Typical Forms & Dosage
- Suggested Daily Dose: 3.5-19.8mg flavanoids, calculated as hyperoside (DAB 10), or 160-900mg extract (3:1 - 7:1 with ethanol 45% v/v or methanol 70% v/v), corresponding to 30-168.7mg oligomeric procyanidins, calculated as epicatechol. Hawthorn leaf/flower can be used for unlimited time periods.
- How this translates if not concentrated (See short topic series IV for more on concentration): 0.75mg – 6 grams per day of dried flower, leaf, or by infusion; 3 – 6 mL per day of a 1:2 liquid extract of hawthorn leaf or equivalent in tablet/capsule form; 3.5 – 17.5 mL per day of a 1:5 tincture of hawthorn leaf.

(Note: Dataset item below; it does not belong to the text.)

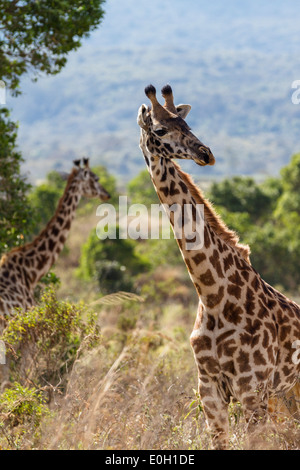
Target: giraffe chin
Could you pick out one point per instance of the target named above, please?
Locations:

- Doses for leaf and flower extracts tested in clinical trials ranged from 160-1800mg/day, while the berry extracts were tested from 300-1000mg three times per day.
- Products containing standardized extract WS 1442: (18.75% OPCs): statistically significant trials have used doses of 60mg three times per day or 80mg twice daily. The U.S. brand HeartCare (Nature's Way) is standardized in this fahsion.
- Products containing standardized extract LI 132: (2.2% flavanoids): statistically significant trials have used doses of 100mg three time daily, 200mg twice daily, and up to 300mg three times per day.